Verfassungsschutz und Buchhandlungspreis
Kulturstaatsminister Wolfram Weimer hat laut Berichten aus der Süddeutschen Zeitung bei der Vergabe des Deutschen Buchhandlungspreises 2025 drei Bewerber ausgeschlossen. Die Gründe für diese Entscheidung liegen in verfassungsschutzrelevanten Erkenntnissen.
Das Haber-Verfahren
Weimer beruft sich auf das umstrittene Haber-Verfahren. Dieses ermöglicht es Bundesbehörden, beim Bundesamt für Verfassungsschutz Informationen über Personen oder Organisationen einzuholen, die Fördergelder beantragt haben. Die betroffenen Personen werden dabei nicht informiert, was zu erheblichen Bedenken hinsichtlich der Transparenz und Fairness führt.

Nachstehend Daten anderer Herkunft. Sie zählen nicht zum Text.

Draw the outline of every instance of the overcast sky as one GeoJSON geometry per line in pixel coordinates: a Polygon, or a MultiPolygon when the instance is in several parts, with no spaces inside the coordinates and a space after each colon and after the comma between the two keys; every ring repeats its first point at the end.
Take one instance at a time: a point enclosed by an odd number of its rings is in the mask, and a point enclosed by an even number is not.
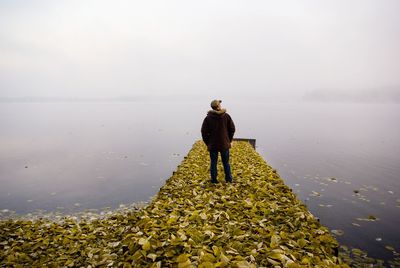
{"type": "Polygon", "coordinates": [[[0,1],[0,96],[400,85],[400,1],[0,1]]]}

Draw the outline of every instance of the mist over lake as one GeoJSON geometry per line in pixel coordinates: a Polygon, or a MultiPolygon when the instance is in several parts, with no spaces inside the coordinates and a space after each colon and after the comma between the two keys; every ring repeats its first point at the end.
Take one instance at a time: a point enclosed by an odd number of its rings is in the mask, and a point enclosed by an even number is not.
{"type": "MultiPolygon", "coordinates": [[[[344,232],[340,243],[380,258],[399,247],[400,105],[223,104],[235,137],[257,140],[321,223],[344,232]]],[[[208,109],[195,100],[2,103],[2,217],[151,200],[201,138],[208,109]]]]}

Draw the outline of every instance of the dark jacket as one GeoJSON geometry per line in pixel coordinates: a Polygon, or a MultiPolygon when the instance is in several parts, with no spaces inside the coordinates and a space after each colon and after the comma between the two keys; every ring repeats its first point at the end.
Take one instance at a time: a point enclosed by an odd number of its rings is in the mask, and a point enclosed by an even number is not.
{"type": "Polygon", "coordinates": [[[231,148],[234,133],[235,124],[225,109],[209,111],[201,126],[201,136],[209,151],[231,148]]]}

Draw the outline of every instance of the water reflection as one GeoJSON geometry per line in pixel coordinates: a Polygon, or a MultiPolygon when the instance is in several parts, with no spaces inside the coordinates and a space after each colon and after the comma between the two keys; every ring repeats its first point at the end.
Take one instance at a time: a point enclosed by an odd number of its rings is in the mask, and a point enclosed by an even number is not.
{"type": "Polygon", "coordinates": [[[168,128],[147,103],[1,109],[0,204],[18,213],[149,200],[194,140],[190,124],[168,128]]]}

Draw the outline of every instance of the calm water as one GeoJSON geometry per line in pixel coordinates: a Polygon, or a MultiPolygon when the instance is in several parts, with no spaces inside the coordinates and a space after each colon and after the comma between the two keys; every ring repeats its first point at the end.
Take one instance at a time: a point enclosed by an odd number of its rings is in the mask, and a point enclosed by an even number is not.
{"type": "MultiPolygon", "coordinates": [[[[310,211],[344,231],[339,242],[380,258],[392,256],[385,246],[400,251],[400,105],[223,104],[236,137],[257,139],[310,211]],[[370,216],[378,220],[363,220],[370,216]]],[[[0,211],[147,201],[200,139],[207,109],[207,101],[2,103],[0,211]]]]}

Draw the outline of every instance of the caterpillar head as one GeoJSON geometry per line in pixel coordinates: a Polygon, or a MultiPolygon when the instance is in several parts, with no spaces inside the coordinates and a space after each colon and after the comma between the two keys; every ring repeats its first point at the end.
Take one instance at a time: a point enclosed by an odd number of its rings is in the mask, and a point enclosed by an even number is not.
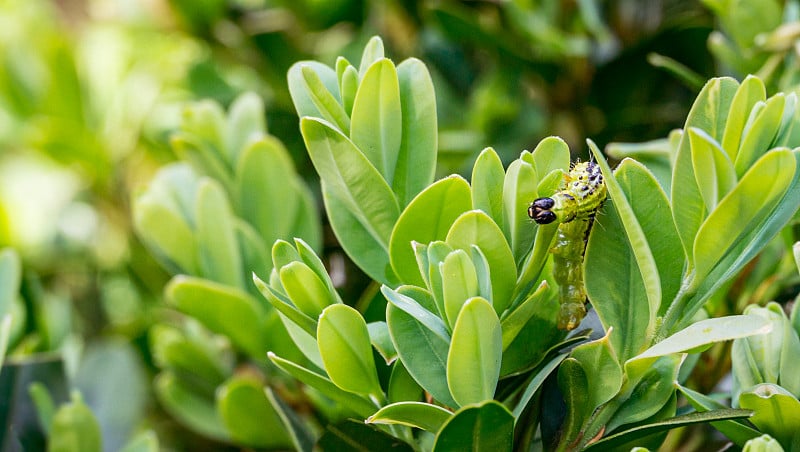
{"type": "Polygon", "coordinates": [[[553,198],[539,198],[528,206],[528,216],[538,224],[550,224],[557,219],[555,212],[550,210],[555,204],[553,198]]]}

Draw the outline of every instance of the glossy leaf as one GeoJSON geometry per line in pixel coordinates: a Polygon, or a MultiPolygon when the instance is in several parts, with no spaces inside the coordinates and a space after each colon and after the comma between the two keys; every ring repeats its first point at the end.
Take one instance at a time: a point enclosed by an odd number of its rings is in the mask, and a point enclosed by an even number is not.
{"type": "Polygon", "coordinates": [[[397,66],[402,107],[402,139],[392,189],[406,206],[433,182],[438,130],[436,94],[425,64],[409,58],[397,66]]]}
{"type": "Polygon", "coordinates": [[[303,421],[286,403],[278,398],[272,388],[269,386],[265,387],[264,394],[266,394],[267,399],[272,404],[272,408],[275,410],[275,413],[278,414],[278,417],[280,417],[281,421],[283,422],[283,429],[286,431],[286,434],[291,440],[291,445],[295,448],[295,450],[300,452],[311,452],[311,449],[314,446],[314,438],[307,430],[303,421]]]}
{"type": "Polygon", "coordinates": [[[501,319],[504,351],[536,313],[537,305],[544,303],[543,299],[547,295],[547,289],[547,281],[542,281],[536,291],[501,319]]]}
{"type": "Polygon", "coordinates": [[[397,70],[388,59],[376,61],[361,73],[350,139],[391,186],[400,153],[402,113],[397,70]]]}
{"type": "MultiPolygon", "coordinates": [[[[508,237],[508,227],[503,219],[503,162],[492,148],[478,154],[472,167],[472,206],[486,212],[503,229],[508,237]]],[[[469,209],[467,209],[469,210],[469,209]]]]}
{"type": "Polygon", "coordinates": [[[511,292],[517,279],[511,249],[500,228],[480,210],[464,213],[447,233],[447,244],[469,252],[478,246],[489,262],[492,279],[492,303],[495,312],[502,313],[511,302],[511,292]]]}
{"type": "Polygon", "coordinates": [[[542,366],[542,368],[533,376],[531,381],[525,386],[525,391],[523,391],[522,396],[520,396],[517,405],[514,407],[514,419],[519,419],[522,416],[522,412],[525,411],[525,408],[528,407],[531,399],[533,399],[533,395],[536,394],[536,391],[544,383],[544,380],[550,376],[550,374],[556,370],[561,361],[563,361],[567,357],[566,354],[558,355],[555,358],[551,359],[547,364],[542,366]]]}
{"type": "MultiPolygon", "coordinates": [[[[556,326],[558,317],[559,303],[558,294],[553,288],[542,294],[541,297],[533,297],[518,309],[531,309],[531,312],[520,312],[519,315],[530,315],[528,321],[522,329],[511,339],[511,343],[503,350],[503,362],[500,375],[509,376],[531,369],[546,359],[551,352],[550,348],[561,342],[566,333],[559,330],[556,326]],[[535,301],[535,302],[534,302],[535,301]],[[523,307],[524,306],[524,307],[523,307]]],[[[503,318],[503,322],[513,321],[517,315],[516,311],[503,318]]],[[[511,329],[512,324],[503,325],[504,340],[506,327],[511,329]]],[[[516,327],[514,327],[516,328],[516,327]]],[[[559,346],[559,348],[561,348],[559,346]]]]}
{"type": "Polygon", "coordinates": [[[228,438],[228,430],[212,401],[193,392],[176,375],[158,374],[154,388],[161,406],[181,424],[213,439],[228,438]]]}
{"type": "Polygon", "coordinates": [[[489,400],[458,410],[436,434],[433,450],[511,450],[513,438],[514,416],[489,400]]]}
{"type": "Polygon", "coordinates": [[[393,304],[386,307],[386,322],[397,354],[408,373],[434,399],[449,407],[458,406],[447,386],[449,339],[435,334],[393,304]]]}
{"type": "Polygon", "coordinates": [[[453,413],[430,403],[399,402],[381,408],[366,422],[407,425],[436,433],[452,416],[453,413]]]}
{"type": "Polygon", "coordinates": [[[223,133],[228,161],[240,162],[241,152],[254,141],[261,139],[266,130],[264,102],[261,97],[253,92],[237,97],[228,110],[223,133]]]}
{"type": "Polygon", "coordinates": [[[453,328],[447,355],[447,385],[461,406],[494,396],[500,377],[500,320],[483,298],[467,300],[453,328]]]}
{"type": "Polygon", "coordinates": [[[428,331],[438,336],[441,340],[448,343],[450,342],[450,333],[442,319],[435,316],[425,306],[417,302],[416,299],[394,291],[386,286],[381,287],[381,292],[389,303],[412,316],[417,322],[424,325],[428,331]]]}
{"type": "MultiPolygon", "coordinates": [[[[678,391],[686,397],[686,400],[688,400],[692,407],[698,412],[728,408],[715,399],[689,388],[678,385],[678,391]]],[[[744,446],[748,440],[760,435],[758,430],[746,425],[741,420],[717,421],[712,422],[711,425],[739,447],[744,446]]]]}
{"type": "Polygon", "coordinates": [[[478,296],[478,275],[469,255],[464,250],[448,254],[439,265],[442,273],[442,296],[444,311],[453,328],[461,307],[469,298],[478,296]]]}
{"type": "Polygon", "coordinates": [[[417,402],[422,400],[423,392],[422,386],[408,373],[403,361],[395,360],[389,376],[389,387],[386,389],[389,402],[417,402]]]}
{"type": "Polygon", "coordinates": [[[427,244],[444,240],[456,218],[471,208],[469,184],[460,176],[436,181],[408,204],[389,241],[392,268],[403,282],[424,284],[412,241],[427,244]]]}
{"type": "Polygon", "coordinates": [[[317,441],[314,450],[414,452],[414,448],[408,443],[397,439],[382,429],[352,419],[338,424],[328,424],[319,441],[317,441]]]}
{"type": "Polygon", "coordinates": [[[369,340],[372,346],[381,354],[386,364],[394,362],[397,359],[397,350],[392,344],[389,326],[386,322],[370,322],[367,324],[367,331],[369,331],[369,340]]]}
{"type": "Polygon", "coordinates": [[[687,132],[692,148],[692,166],[697,175],[697,186],[709,211],[736,185],[736,171],[728,155],[719,144],[700,129],[687,132]]]}
{"type": "Polygon", "coordinates": [[[217,390],[217,410],[231,439],[254,447],[290,444],[278,414],[264,393],[263,383],[233,377],[217,390]]]}
{"type": "Polygon", "coordinates": [[[745,174],[761,158],[764,151],[770,148],[778,133],[785,104],[786,97],[783,93],[770,97],[764,108],[758,111],[752,124],[745,125],[744,136],[734,161],[736,174],[739,176],[745,174]]]}
{"type": "Polygon", "coordinates": [[[503,184],[503,226],[514,262],[521,262],[533,244],[537,227],[528,217],[528,206],[538,197],[536,170],[522,160],[509,165],[503,184]]]}
{"type": "Polygon", "coordinates": [[[570,357],[580,363],[591,378],[587,379],[587,411],[611,400],[622,387],[622,366],[611,346],[609,336],[615,334],[613,327],[603,338],[575,347],[570,357]]]}
{"type": "Polygon", "coordinates": [[[267,357],[273,364],[301,383],[313,387],[326,397],[340,404],[343,408],[352,411],[362,418],[370,416],[377,409],[377,407],[366,398],[352,392],[343,391],[323,375],[285,360],[272,352],[269,352],[267,357]]]}
{"type": "Polygon", "coordinates": [[[268,286],[264,281],[253,275],[253,282],[264,298],[269,301],[272,307],[278,312],[283,314],[288,320],[297,325],[300,329],[308,333],[310,336],[317,334],[317,321],[294,306],[284,294],[278,292],[272,287],[268,286]]]}
{"type": "Polygon", "coordinates": [[[632,360],[690,352],[716,342],[765,334],[771,330],[769,322],[754,315],[701,320],[653,345],[632,360]]]}
{"type": "Polygon", "coordinates": [[[239,216],[256,228],[266,244],[292,234],[301,202],[296,177],[288,151],[273,137],[259,140],[242,152],[233,196],[239,216]]]}
{"type": "Polygon", "coordinates": [[[767,90],[760,78],[748,75],[736,90],[731,101],[731,109],[722,135],[722,149],[728,154],[731,162],[736,161],[739,144],[742,140],[745,123],[750,111],[758,102],[767,100],[767,90]]]}
{"type": "Polygon", "coordinates": [[[589,376],[578,360],[567,358],[558,368],[558,387],[564,394],[566,417],[561,424],[561,444],[579,439],[581,428],[591,414],[589,376]]]}
{"type": "Polygon", "coordinates": [[[794,174],[795,159],[788,149],[766,153],[745,173],[697,231],[696,278],[708,275],[748,229],[767,217],[794,174]]]}
{"type": "Polygon", "coordinates": [[[543,179],[547,174],[555,170],[569,170],[569,146],[567,146],[567,143],[560,137],[547,137],[543,139],[536,145],[536,148],[531,154],[533,157],[533,167],[539,179],[543,179]]]}
{"type": "Polygon", "coordinates": [[[361,53],[361,64],[358,67],[358,73],[361,77],[364,76],[373,63],[381,60],[383,55],[383,41],[378,36],[373,36],[364,46],[364,51],[361,53]]]}
{"type": "Polygon", "coordinates": [[[336,386],[356,394],[382,394],[367,324],[358,311],[345,304],[325,308],[317,324],[317,343],[336,386]]]}
{"type": "Polygon", "coordinates": [[[251,356],[268,350],[263,308],[232,287],[188,276],[176,276],[164,290],[167,300],[211,331],[228,336],[251,356]]]}
{"type": "Polygon", "coordinates": [[[305,263],[295,261],[287,264],[278,274],[286,295],[308,317],[318,318],[323,309],[334,303],[325,283],[305,263]]]}
{"type": "MultiPolygon", "coordinates": [[[[724,134],[730,105],[738,87],[739,83],[732,78],[709,80],[689,111],[684,130],[696,127],[719,142],[724,134]]],[[[673,166],[670,195],[673,202],[673,218],[689,265],[692,267],[695,261],[693,254],[695,236],[705,218],[706,207],[697,186],[689,136],[686,133],[681,136],[673,166]]]]}
{"type": "Polygon", "coordinates": [[[50,427],[48,451],[53,452],[100,452],[102,439],[100,426],[92,411],[83,403],[79,393],[72,394],[72,401],[61,406],[53,416],[50,427]]]}
{"type": "Polygon", "coordinates": [[[787,449],[800,435],[800,401],[778,385],[764,383],[742,392],[739,406],[753,410],[750,422],[787,449]]]}
{"type": "Polygon", "coordinates": [[[227,196],[216,182],[200,182],[196,198],[197,244],[202,276],[244,288],[244,269],[227,196]]]}
{"type": "Polygon", "coordinates": [[[625,363],[625,375],[619,394],[614,399],[619,408],[606,424],[606,431],[649,418],[664,406],[675,392],[683,357],[667,355],[660,358],[630,360],[625,363]]]}
{"type": "Polygon", "coordinates": [[[761,435],[748,441],[742,448],[743,452],[783,452],[781,444],[769,435],[761,435]]]}
{"type": "Polygon", "coordinates": [[[747,418],[748,416],[750,416],[750,411],[748,410],[733,410],[733,409],[722,409],[722,410],[706,411],[703,413],[684,414],[682,416],[676,416],[664,421],[641,425],[638,427],[634,427],[630,430],[625,430],[619,433],[615,433],[613,435],[606,436],[600,441],[590,444],[589,447],[587,447],[584,450],[592,452],[615,450],[614,449],[615,447],[637,441],[641,438],[645,438],[654,433],[672,430],[675,428],[685,427],[687,425],[693,425],[693,424],[703,424],[708,422],[724,421],[730,419],[743,419],[747,418]]]}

Verfassungsrechtliche Bedenken
Bereits 2020 äußerte der Wissenschaftliche Dienst des Bundestags in einem Gutachten Bedenken bezüglich der Verfassungsmäßigkeit des Verfahrens. Kritiker warnen vor einem möglichen Einschüchterungseffekt und stellen die Verhältnismäßigkeit der Maßnahmen in Frage. Ein Urteil des Bundesverfassungsgerichts aus dem Jahr 2022 stellte klar, dass Geheimdienstinformationen nur unter strengen Bedingungen übermittelt werden dürfen.
Ausschluss von Bewerbern
Die Entscheidung, drei Buchhandlungen aus dem Auswahlprozess zu streichen, wird von einem Sprecher Weimers als Teil der politischen Linie der Bundesregierung gerechtfertigt. Diese Linie sieht vor, Extremismus in jeglicher Form entschieden entgegenzutreten. Die betroffenen Buchhandlungen – „Schwankende Weltkugel“ in Berlin, „The Golden Shop“ in Bremen und „Rote Straße“ in Göttingen – sind dem linken politischen Spektrum zugeordnet und wurden in der Vergangenheit bereits von der Bundesregierung ausgezeichnet.
Unklare Vorwürfe
Was den betroffenen Buchhändlern konkret vorgeworfen wird, bleibt unklar. Der Bundesbeauftragte für Kultur und Medien (BKM) hat die Befugnis, solche Streichungen vorzunehmen, da seine Behörde den Preis ausrichtet. Es wird berichtet, dass die betroffenen Buchhandlungen auf ihren Webseiten mit bisherigen Auszeichnungen werben.
Reaktionen und Ausblick
Die Preisträger des Buchhandlungspreises 2025 wurden bereits im Februar bekannt gegeben, und die Verleihung findet am 19. März auf der Leipziger Buchmesse statt. Die Kontroversen rund um die Ausschlüsse werfen jedoch Fragen zur Fairness und Transparenz des Auswahlverfahrens auf und könnten die öffentliche Diskussion über die Rolle des Verfassungsschutzes in der Kulturpolitik neu entfachen.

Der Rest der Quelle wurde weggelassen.